O sol inclemente fazia a pele gritar por sombra e a boca exigir água.
Na areia cálida, ilusões: cálices de um Château gelado e banhos de chuvas de granizo.
Na calçada escaldante, os pés sonhando com lagoas e os olhos mirando miragens impossíveis.
O mundo gira com o sol acoplado; seu corpo balança e parece flutuar no ar quente, entrando quase em autocombustão.
Os pulmões querem o que os pulmões não podem ter. Mas os pulmões querem, os pulmões querem.
Mente e corpo definhando, grito seco na garganta, olhos vermelhos em braseiros e uma única probabilidade de sair ileso:
Não estar ali. Mas ele está ali. Ele e seu corpo gritando para não ficar. Ele e o desafio à lógica da sobrevivência. 

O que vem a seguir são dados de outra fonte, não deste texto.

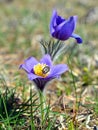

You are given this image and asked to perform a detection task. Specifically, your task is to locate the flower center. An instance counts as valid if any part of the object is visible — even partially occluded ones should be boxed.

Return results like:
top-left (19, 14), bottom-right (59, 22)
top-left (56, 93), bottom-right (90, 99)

top-left (34, 63), bottom-right (50, 78)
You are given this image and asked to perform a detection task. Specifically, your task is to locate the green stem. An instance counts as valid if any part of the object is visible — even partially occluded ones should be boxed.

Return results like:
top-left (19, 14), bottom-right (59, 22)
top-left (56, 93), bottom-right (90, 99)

top-left (39, 90), bottom-right (45, 126)
top-left (30, 88), bottom-right (35, 130)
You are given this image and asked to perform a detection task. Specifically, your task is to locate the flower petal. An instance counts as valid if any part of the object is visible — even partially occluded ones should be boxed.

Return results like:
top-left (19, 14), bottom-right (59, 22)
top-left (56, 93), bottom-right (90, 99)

top-left (56, 16), bottom-right (77, 40)
top-left (50, 10), bottom-right (57, 34)
top-left (28, 73), bottom-right (39, 80)
top-left (71, 34), bottom-right (83, 43)
top-left (19, 57), bottom-right (38, 73)
top-left (47, 64), bottom-right (68, 78)
top-left (40, 54), bottom-right (52, 66)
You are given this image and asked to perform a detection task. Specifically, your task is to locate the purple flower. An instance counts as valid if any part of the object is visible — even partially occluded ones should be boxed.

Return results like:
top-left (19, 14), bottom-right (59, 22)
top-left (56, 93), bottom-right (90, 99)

top-left (20, 54), bottom-right (68, 91)
top-left (50, 10), bottom-right (82, 43)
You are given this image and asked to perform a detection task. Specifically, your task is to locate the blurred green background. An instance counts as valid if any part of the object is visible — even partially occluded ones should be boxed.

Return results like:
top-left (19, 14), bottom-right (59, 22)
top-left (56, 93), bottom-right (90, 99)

top-left (0, 0), bottom-right (98, 81)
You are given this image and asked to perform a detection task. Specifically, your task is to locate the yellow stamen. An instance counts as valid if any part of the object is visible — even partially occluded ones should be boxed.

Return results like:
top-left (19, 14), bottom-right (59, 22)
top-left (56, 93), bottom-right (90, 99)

top-left (34, 63), bottom-right (50, 78)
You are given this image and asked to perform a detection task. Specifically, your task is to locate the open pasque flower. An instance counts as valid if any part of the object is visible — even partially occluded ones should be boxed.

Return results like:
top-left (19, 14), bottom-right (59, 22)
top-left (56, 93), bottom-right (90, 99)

top-left (20, 54), bottom-right (68, 91)
top-left (50, 10), bottom-right (82, 43)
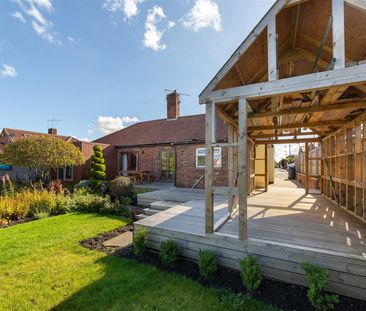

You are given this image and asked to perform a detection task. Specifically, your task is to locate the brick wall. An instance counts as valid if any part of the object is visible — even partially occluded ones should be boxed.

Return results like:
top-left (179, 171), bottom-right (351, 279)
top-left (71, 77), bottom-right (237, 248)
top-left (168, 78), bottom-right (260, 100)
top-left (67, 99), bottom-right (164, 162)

top-left (176, 144), bottom-right (227, 188)
top-left (118, 144), bottom-right (227, 188)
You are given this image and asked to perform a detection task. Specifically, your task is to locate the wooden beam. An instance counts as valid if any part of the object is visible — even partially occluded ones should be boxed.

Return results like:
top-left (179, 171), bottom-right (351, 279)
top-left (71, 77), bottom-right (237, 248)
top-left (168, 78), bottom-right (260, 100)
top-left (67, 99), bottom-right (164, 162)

Sim, ele está em evidência, pois talvez seja um insano andando perdido no destino; não, não está em um manicômio, mas nem ele sabe ao certo; só se sabe que de perto todos são loucos indefesos. 
Não está num hospício mas é um sacrifício viver neste sol louco. Ergue a voz num canto esquisito, vendendo seus picolés, e dentro de um som sustenido o sol se torna amigo, sócio fiel.